As far as “sell[ing] them privately … without the cryptocurrency nonsense” the point of them is to secure uniqueness and provenance. The problems with that are that most NFT “artworks” are crappy JPGs that anyone can look at even without the NFT attached to them, so anyone can download the exact same “artwork” free, just not with “ownership” of “the original”; and so the NFT is actually necessary to provide proof of “ownership”; and that there is no way to know whether the particular app or blockchain that the NFT is stored on will still exist in six months, or five years, or a thousand years from now when these Great Works Of Primitive Art are looked upon with fascination by our tentacled overlords. In fact, given the last ten years of app and shitcoin history, odds are pretty good that the only way to trace an NFT will be to excavate a hard drive out of some Dorito-dust-covered neckbeard’s basement and do a forensic data recovery on the platters to find the transaction data.

When the market for new-fangled turds eventually crashes on the shoals of common sense it’s important to not be left holding the bag.

The world is getting weird. I don’t recall seeing NFTs in any old science fiction novels, predictions by Nostradamus, the Bible, etc.

In the future, people including children, are going to sell nothing, and receive nothing, and become wealthy.

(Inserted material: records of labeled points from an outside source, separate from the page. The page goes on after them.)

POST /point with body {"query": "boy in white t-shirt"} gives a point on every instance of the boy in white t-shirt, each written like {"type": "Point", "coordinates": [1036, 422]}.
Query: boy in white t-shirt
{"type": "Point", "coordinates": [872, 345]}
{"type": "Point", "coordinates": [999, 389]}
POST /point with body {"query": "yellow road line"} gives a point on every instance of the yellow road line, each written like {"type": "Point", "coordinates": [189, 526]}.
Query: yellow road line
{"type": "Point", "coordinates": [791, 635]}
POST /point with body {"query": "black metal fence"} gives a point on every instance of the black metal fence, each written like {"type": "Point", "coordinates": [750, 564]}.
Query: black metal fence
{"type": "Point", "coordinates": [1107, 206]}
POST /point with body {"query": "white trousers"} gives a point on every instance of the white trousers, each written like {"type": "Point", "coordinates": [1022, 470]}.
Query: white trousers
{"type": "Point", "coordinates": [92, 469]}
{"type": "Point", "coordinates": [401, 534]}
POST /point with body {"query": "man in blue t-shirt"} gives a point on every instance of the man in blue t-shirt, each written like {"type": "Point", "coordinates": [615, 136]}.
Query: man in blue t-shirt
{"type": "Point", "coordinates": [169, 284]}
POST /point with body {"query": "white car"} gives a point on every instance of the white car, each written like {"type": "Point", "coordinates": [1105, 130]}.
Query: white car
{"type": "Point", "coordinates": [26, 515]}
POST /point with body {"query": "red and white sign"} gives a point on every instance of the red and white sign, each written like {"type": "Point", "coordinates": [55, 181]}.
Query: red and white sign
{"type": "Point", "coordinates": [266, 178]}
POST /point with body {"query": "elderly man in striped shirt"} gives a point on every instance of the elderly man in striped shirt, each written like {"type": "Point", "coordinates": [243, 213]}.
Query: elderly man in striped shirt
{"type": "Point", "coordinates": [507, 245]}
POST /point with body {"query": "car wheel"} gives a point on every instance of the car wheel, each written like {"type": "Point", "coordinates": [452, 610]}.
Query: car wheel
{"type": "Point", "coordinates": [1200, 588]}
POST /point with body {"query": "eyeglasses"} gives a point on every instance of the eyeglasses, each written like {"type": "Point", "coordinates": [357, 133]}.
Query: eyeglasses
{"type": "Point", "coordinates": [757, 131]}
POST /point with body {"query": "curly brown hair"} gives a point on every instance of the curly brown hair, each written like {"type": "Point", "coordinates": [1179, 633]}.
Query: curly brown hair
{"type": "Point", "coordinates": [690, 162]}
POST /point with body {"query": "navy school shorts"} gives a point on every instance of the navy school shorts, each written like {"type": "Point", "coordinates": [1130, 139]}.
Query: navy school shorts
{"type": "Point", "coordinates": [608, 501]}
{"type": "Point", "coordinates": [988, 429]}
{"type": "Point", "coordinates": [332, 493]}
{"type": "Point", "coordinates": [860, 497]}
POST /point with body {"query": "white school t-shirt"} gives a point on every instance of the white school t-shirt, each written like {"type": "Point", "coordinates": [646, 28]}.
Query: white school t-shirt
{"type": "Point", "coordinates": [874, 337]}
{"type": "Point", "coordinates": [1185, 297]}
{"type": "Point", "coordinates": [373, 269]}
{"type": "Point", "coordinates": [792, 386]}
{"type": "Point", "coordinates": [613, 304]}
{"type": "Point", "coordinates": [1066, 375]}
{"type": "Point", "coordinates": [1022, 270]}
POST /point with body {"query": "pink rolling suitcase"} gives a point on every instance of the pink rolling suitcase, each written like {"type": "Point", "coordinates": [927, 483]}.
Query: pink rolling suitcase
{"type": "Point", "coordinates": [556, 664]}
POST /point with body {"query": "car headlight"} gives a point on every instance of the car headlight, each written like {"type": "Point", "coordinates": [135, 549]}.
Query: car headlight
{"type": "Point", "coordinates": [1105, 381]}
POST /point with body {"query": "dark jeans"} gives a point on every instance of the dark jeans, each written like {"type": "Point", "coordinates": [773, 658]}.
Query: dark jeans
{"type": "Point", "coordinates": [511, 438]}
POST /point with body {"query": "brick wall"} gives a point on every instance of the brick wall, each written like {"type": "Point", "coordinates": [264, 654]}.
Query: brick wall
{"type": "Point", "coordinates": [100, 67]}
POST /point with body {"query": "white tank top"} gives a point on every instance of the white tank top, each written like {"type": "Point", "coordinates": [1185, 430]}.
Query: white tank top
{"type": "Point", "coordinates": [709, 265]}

Yeah there is a shift of values right now that is not good at all.

  • Article is about a picture that is non fungible
  • The picture gets duplicated in the same article.

:thinking:

I think I’ll make 1000’s of variations of my middle finger into NFT’s.

Most artists encourage people to copy and distribute their NFTs.

I may or may not know of someone in Taiwan that sold an NFT for over USD $150,000 on a piece of art.

Still has the piece of art, the other person has NFT on it, and doesn’t really care about the physical piece.

That’s like a diagnosable ailment. :laughing:

Just like the market for any art , branding is important along with rarity. So these Apes NFTs will probably be tremendously valuable in future. Probably others of iconic sporting movements etc. 99% of art NFTs will be worth next to nothing though.

NFTs that demonstrate ownership of something valuable in the real world and can link back to the use or copying of that popular item are going to be the big thing surely…How exactly it plays out it’s hard to know right now. Maybe you’ll have an NFT for various famous people and then they rent out the usage to others as an avatar. I don’t know…Who knows where all this is going.